Rafael: Oh absolutely, absolutely.
Carlos: If you could change one thing about SQL Server, what would it be?
Rafael: The hard part of that question is you’re only saying one. No, SQL Server is really great tool and has been feeding my family for many years now. But of course, there is always room for improvement. In the SSIS world, things have improved a lot especially since 2012. I always wish we had a better repository for executions. We are there, we have kind of a good way, but I think I would like to see more enterprise-class ETL. Ability to have clustering, mirror monitoring, better partitioning, a little bit more of the scale up, scale out capabilities in SSIS would be on my wish list.
Carlos: So, what’s one piece of career advice that has been helpful to you throughout your career?

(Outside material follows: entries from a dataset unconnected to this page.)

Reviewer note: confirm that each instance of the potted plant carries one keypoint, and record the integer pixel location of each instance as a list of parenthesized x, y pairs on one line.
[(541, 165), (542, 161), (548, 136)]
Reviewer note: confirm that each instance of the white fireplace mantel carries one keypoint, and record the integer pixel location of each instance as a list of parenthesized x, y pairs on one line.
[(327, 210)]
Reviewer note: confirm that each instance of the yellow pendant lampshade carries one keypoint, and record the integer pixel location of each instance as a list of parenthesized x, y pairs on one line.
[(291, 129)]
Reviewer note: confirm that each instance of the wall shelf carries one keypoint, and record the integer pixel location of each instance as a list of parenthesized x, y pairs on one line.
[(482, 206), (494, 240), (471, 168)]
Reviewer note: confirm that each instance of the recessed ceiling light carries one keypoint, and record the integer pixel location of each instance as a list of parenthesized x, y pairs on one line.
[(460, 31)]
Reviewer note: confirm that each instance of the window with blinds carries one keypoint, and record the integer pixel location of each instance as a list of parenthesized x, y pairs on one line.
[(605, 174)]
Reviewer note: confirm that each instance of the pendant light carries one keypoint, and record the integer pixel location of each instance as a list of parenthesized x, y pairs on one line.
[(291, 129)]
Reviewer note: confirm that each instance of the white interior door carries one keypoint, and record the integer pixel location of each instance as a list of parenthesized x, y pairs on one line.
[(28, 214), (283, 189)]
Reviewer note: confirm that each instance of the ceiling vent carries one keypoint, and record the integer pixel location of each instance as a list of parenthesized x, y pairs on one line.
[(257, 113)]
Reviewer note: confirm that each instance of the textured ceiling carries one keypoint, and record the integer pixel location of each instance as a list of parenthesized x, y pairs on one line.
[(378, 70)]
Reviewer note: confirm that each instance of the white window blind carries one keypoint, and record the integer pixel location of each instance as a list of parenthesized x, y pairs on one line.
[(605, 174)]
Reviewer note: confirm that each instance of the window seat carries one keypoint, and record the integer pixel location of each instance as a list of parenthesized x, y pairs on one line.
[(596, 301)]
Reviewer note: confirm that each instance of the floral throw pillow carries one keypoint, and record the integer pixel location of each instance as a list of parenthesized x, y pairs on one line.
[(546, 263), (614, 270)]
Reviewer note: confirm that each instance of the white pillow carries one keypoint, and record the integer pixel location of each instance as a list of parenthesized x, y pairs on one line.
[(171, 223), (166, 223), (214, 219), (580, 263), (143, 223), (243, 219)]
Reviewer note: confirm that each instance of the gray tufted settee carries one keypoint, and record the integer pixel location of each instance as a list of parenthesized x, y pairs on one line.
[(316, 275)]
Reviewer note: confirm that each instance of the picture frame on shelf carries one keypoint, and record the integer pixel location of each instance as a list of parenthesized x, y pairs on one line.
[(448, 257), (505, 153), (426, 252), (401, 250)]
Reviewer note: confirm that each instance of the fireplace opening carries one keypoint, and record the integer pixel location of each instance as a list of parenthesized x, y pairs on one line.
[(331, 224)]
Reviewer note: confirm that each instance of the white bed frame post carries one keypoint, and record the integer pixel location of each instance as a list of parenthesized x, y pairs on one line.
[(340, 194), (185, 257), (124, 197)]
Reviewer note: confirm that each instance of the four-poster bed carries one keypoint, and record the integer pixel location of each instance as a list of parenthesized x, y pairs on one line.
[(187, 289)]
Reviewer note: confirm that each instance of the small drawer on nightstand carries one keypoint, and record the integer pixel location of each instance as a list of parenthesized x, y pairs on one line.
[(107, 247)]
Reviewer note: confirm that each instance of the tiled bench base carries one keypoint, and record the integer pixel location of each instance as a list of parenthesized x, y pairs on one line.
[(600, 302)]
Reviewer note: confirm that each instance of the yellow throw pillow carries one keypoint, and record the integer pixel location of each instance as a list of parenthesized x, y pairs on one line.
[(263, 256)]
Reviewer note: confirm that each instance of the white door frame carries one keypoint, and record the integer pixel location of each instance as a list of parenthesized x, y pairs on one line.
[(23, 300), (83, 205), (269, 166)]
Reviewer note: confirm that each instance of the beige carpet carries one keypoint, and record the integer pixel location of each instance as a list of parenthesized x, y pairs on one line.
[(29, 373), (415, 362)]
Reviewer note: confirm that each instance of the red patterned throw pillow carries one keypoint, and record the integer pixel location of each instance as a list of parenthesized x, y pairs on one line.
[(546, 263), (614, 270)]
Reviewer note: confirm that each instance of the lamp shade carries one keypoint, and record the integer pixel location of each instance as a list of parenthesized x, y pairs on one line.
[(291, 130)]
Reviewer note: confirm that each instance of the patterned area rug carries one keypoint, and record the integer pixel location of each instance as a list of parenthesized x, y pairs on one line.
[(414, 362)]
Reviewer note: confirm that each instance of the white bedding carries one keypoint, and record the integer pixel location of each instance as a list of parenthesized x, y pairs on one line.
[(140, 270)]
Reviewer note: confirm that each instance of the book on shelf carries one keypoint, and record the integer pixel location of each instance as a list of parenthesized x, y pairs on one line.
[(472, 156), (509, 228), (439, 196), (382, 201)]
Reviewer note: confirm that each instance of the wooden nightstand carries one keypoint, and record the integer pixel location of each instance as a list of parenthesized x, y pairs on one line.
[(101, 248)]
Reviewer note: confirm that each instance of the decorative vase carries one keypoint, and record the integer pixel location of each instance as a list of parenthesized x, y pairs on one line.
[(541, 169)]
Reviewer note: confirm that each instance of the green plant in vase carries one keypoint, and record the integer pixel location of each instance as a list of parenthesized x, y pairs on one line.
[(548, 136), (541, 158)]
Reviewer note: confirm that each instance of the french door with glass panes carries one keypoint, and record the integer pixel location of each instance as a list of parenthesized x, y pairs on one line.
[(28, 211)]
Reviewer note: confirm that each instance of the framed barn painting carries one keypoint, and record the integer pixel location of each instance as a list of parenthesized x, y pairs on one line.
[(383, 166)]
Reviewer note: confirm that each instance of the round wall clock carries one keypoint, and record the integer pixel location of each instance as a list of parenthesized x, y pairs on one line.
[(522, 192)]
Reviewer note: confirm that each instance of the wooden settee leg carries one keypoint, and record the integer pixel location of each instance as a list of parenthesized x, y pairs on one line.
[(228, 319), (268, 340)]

Rafael: Wow, several things come to mind but one thing that probably hit me early is of value. Somebody told me, “Never stop learning. Don’t be afraid of learning new things.” And sit in the front row and raise your hand and say, who can do this? And you just go for it. I think that has been a big help for me. Don’t be afraid of learning and jumping into new opportunities. Sometimes it looks daunting or scary or you think you’re going to look bad if you fail. But you know, that’s the way it’s going to go and it’s going to open you up to new opportunities.
Carlos: Yeah, especially in technology. You have to keep up. Our last question for today. If you could have one superhero power what would it be and why would you want it?
Rafael: Hmm. Yeah, I was driving today from work to take this call with you and then I got stuck in traffic. And I wish I could fly. I think I would like to be able to fly and not be stuck in traffic and see if I can get to work on time more often.
Carlos: [laughing] Very good. I’m sure your wife would enjoy that as well.
Carlos: Rafael, thank you so much for taking some time with us today.
Rafael: Thank you, my friend Carlos. Thank you so much for having me. It’s such a pleasure to be here.